То же самое касается и наших чувств к семье и друзьям: для нас богатство и интенсивность испытываемых эмоций — доказательство ценности и хрупкости этих связей в нашей жизни. Короче говоря, без возможности страдания все, что у нас было бы, не гармония и счастье, а, скорее всего, отсутствие сознания вообще.

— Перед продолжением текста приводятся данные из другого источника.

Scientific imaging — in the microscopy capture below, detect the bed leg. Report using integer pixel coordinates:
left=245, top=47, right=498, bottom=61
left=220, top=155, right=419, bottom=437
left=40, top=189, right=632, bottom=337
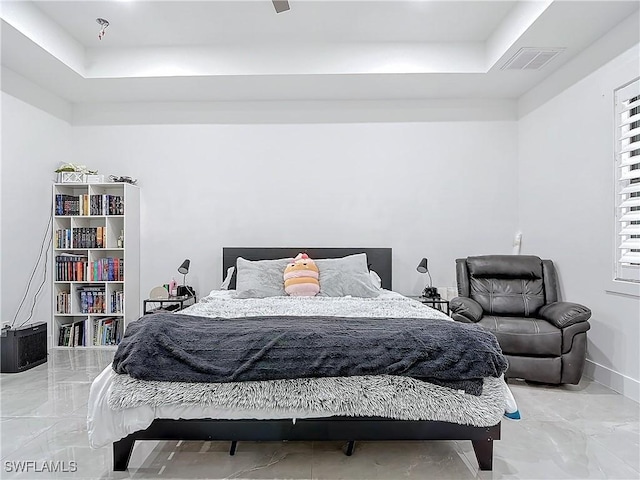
left=471, top=438, right=493, bottom=471
left=113, top=437, right=136, bottom=471
left=229, top=441, right=238, bottom=456
left=344, top=441, right=355, bottom=456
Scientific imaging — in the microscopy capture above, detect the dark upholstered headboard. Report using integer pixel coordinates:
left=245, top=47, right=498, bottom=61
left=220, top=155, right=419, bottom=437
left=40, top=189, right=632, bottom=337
left=223, top=247, right=392, bottom=290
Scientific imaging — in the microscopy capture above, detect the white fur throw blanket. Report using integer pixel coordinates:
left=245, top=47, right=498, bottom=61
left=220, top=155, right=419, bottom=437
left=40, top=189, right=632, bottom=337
left=108, top=374, right=505, bottom=428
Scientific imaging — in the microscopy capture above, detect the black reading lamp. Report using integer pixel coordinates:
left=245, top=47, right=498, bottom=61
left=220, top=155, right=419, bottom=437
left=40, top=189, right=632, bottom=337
left=177, top=259, right=194, bottom=297
left=417, top=257, right=440, bottom=299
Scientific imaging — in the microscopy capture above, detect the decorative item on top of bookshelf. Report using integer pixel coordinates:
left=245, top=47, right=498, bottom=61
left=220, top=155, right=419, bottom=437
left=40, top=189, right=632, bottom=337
left=85, top=174, right=105, bottom=183
left=54, top=162, right=98, bottom=184
left=109, top=175, right=138, bottom=185
left=57, top=172, right=84, bottom=183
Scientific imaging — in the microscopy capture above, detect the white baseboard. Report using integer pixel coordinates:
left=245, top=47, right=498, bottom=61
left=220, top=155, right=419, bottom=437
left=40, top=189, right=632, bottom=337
left=584, top=359, right=640, bottom=403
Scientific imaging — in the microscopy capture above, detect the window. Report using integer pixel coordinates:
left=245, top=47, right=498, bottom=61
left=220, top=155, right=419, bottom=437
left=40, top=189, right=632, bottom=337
left=614, top=78, right=640, bottom=283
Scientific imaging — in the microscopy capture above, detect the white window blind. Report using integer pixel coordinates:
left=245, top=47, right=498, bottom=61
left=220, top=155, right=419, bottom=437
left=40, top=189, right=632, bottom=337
left=615, top=78, right=640, bottom=283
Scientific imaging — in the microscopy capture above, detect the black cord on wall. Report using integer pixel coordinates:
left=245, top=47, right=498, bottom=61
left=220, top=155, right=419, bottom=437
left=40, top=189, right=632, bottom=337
left=10, top=213, right=53, bottom=330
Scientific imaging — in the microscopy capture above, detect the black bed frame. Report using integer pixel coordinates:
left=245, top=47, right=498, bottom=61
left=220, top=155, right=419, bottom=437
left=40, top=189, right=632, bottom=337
left=113, top=247, right=501, bottom=471
left=114, top=418, right=500, bottom=471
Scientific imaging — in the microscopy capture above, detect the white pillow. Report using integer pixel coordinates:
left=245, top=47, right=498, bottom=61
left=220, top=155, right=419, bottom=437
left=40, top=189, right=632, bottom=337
left=315, top=253, right=380, bottom=298
left=220, top=266, right=235, bottom=290
left=235, top=257, right=293, bottom=299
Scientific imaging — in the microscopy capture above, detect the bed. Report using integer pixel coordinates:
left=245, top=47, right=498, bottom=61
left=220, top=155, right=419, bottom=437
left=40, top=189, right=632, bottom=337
left=87, top=247, right=505, bottom=472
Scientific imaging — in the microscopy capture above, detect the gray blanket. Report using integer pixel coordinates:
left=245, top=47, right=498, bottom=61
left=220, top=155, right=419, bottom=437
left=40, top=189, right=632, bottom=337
left=112, top=313, right=507, bottom=395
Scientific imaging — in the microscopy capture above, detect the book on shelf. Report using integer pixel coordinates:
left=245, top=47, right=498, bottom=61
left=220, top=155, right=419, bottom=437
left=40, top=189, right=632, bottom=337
left=55, top=194, right=80, bottom=216
left=71, top=227, right=107, bottom=249
left=58, top=325, right=69, bottom=346
left=55, top=229, right=73, bottom=248
left=92, top=317, right=122, bottom=346
left=88, top=257, right=124, bottom=281
left=110, top=290, right=124, bottom=313
left=55, top=193, right=125, bottom=216
left=56, top=291, right=71, bottom=314
left=78, top=285, right=106, bottom=314
left=55, top=253, right=88, bottom=281
left=59, top=318, right=115, bottom=347
left=58, top=319, right=89, bottom=347
left=89, top=194, right=124, bottom=216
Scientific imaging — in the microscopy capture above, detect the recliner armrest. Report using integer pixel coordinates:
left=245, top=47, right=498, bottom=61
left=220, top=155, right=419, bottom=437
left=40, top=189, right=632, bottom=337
left=450, top=297, right=484, bottom=323
left=538, top=302, right=591, bottom=328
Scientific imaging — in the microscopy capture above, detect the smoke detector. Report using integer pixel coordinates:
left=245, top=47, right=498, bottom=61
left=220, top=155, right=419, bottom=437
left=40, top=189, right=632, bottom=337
left=501, top=48, right=565, bottom=71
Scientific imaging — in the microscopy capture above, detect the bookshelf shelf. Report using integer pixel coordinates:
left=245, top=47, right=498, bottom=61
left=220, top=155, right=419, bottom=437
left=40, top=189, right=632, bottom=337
left=88, top=248, right=126, bottom=252
left=55, top=215, right=124, bottom=218
left=51, top=183, right=140, bottom=349
left=53, top=280, right=125, bottom=284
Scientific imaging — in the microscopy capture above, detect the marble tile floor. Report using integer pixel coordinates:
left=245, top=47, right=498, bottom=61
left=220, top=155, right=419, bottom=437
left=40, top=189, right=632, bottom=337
left=0, top=349, right=638, bottom=480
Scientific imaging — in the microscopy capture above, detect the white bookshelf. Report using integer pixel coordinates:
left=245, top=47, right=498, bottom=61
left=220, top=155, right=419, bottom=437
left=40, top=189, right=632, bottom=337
left=51, top=183, right=140, bottom=348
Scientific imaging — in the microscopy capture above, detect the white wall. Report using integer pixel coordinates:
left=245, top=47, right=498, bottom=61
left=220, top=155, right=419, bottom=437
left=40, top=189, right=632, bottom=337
left=69, top=121, right=518, bottom=301
left=0, top=92, right=71, bottom=333
left=518, top=44, right=640, bottom=401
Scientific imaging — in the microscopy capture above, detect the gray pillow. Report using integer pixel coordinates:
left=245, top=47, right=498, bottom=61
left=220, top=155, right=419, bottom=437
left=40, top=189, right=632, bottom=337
left=235, top=257, right=292, bottom=299
left=316, top=253, right=380, bottom=298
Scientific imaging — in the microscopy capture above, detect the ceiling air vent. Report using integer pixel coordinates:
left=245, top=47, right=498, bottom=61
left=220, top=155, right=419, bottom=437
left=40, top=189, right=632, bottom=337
left=501, top=48, right=565, bottom=71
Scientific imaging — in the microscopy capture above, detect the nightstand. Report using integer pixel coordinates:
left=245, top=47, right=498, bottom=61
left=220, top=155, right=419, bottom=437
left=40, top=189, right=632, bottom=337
left=143, top=294, right=197, bottom=315
left=410, top=296, right=450, bottom=315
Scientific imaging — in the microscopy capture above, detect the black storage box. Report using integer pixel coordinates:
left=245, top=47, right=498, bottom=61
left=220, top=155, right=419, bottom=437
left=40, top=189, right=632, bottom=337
left=1, top=322, right=48, bottom=373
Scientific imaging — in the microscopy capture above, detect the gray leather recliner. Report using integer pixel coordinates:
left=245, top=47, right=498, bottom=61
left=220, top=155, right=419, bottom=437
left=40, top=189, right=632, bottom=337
left=450, top=255, right=591, bottom=385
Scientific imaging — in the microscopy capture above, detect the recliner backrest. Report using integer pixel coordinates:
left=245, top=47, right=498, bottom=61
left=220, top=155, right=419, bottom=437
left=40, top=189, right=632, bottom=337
left=457, top=255, right=556, bottom=317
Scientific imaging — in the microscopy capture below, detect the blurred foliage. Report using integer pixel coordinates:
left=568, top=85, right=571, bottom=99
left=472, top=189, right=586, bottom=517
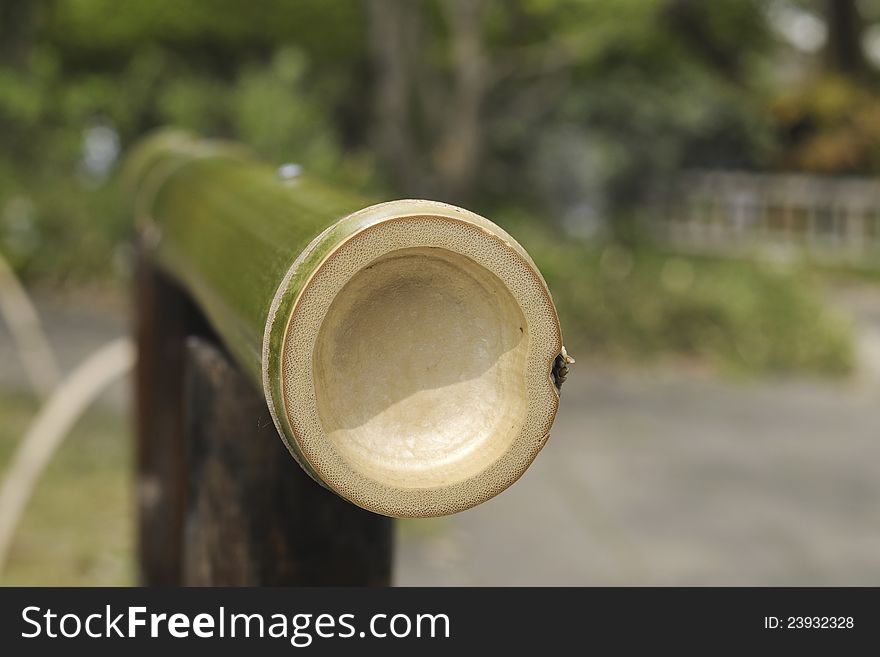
left=0, top=0, right=873, bottom=374
left=0, top=0, right=371, bottom=278
left=772, top=75, right=880, bottom=173
left=0, top=0, right=784, bottom=278
left=521, top=0, right=778, bottom=220
left=505, top=217, right=854, bottom=375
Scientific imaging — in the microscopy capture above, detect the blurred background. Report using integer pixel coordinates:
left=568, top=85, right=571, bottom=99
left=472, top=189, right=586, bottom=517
left=1, top=0, right=880, bottom=585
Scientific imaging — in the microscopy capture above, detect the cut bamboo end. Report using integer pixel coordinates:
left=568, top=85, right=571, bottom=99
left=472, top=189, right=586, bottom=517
left=128, top=133, right=568, bottom=519
left=267, top=200, right=563, bottom=517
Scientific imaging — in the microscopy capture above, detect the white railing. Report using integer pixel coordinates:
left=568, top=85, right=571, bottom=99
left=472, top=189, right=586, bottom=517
left=651, top=170, right=880, bottom=263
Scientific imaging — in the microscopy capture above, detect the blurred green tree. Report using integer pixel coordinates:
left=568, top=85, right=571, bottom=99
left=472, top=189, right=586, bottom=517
left=1, top=0, right=876, bottom=280
left=0, top=0, right=862, bottom=376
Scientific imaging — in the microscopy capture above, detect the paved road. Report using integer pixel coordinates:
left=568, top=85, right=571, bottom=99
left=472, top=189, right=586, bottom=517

Одна из глубочайших причин страха перед биологическим толкованием разума — то, что оно приведет к нравственному нигилизму. Если мы не созданы Богом для высшей цели, говорят критики правого толка, или если мы продукт эгоистичных генов, говорят критики левого толка, что же помешает нам стать аморальными эгоистами, каждый из которых заботится только о себе? Не должны ли мы тогда считать себя продажными корыстолюбцами, от которых не стоит ожидать заботы о тех, кому повезло меньше? И обе стороны приводят в пример нацизм как следствие взятых на вооружение биологических теорий человеческой природы.
В предыдущей главе показано, что эти страхи не оправданны. Ничто не мешает безбожному и аморальному процессу естественного отбора создать разумный социальный вид с развитым нравственным чувством1. На самом деле, возможно, беда Homo sapiens не в том, что у нас слишком мало морали. Возможно, проблема в том, что у нас ее слишком много.
Что заставляет людей расценивать какое-то действие как аморальное («убивать неправильно») в противоположность тому, что просто не нравится («терпеть не могу брокколи»), не модно («полоску в сочетании с клеткой не носят») или безрассудно («не стоит употреблять алкоголь в долгих перелетах»)? Люди чувствуют, что нравственные правила универсальны. Например, запрет на убийство и изнасилование — это не дело вкуса или моды, а безусловное и универсальное предписание. Люди чувствуют, что те, кто совершает аморальные поступки, должны быть наказаны не только потому, что это правильно — причинять вред людям, нарушившим моральные законы, но и потому, что неправильно не наказывать их, позволить, чтобы проступок сошел им с рук. Можно с легкостью сказать: «Я не люблю брокколи, но ты ешь, если хочешь, мне все равно», но никто не скажет: «Мне не нравятся убийства, но, если хочешь убить кого-нибудь, я не возражаю». Вот почему сторонники права на выбор не учитывают главного, когда клеят на бампер стикер: «Если вы против абортов, не делайте их». Если кто-то считает, что аборт аморален, тогда позволять другим людям делать аборты — недопустимый выбор, так же как нельзя позволять людям насиловать и убивать. Поэтому люди чувствуют себя вправе требовать божественного возмездия или силового вмешательства государства, чтобы добиться наказания. Бертран Рассел писал: «Причинение страдания с чистой совестью — удовольствие для моралистов, вот почему они придумали ад».
Наше нравственное чувство разрешает агрессию против других как способ предотвратить аморальные действия или наказать за них. Все идет хорошо, если действие, названное аморальным, действительно аморально по любой мерке, как убийство или изнасилование, и если агрессия применяется честно и служит средством сдерживания. Главная мысль этой главы в том, что нравственное чувство человека не всегда надежная опора для решений о том, какие поступки должны быть выбраны в качестве мишени для справедливого негодования. Нравственное чувство — это устройство, точно такое же, как стереоскопическое зрение или интуитивные представления о числах. Это совокупность нейронных сетей, собранная наспех из более старых частей мозга, доставшихся нам в наследство от приматов, и приспособленная к этой работе естественным отбором. Это не значит, что нравственность — обман воображения. Ведь эволюция восприятия глубины не значит, что трехмерное пространство — обман зрения. (Как мы видели в главах 9 и 11, морали присуща внутренняя логика, и, возможно, она даже соответствует внешней реальности, которую может определить сообщество вдумчивых мыслителей, так же как сообщество математиков может выявить истины о числах и формах.) Но это значит, что нравственное чувство подвержено причудам и склонно к систематическим ошибкам — моральным иллюзиям, так же как и прочие наши способности.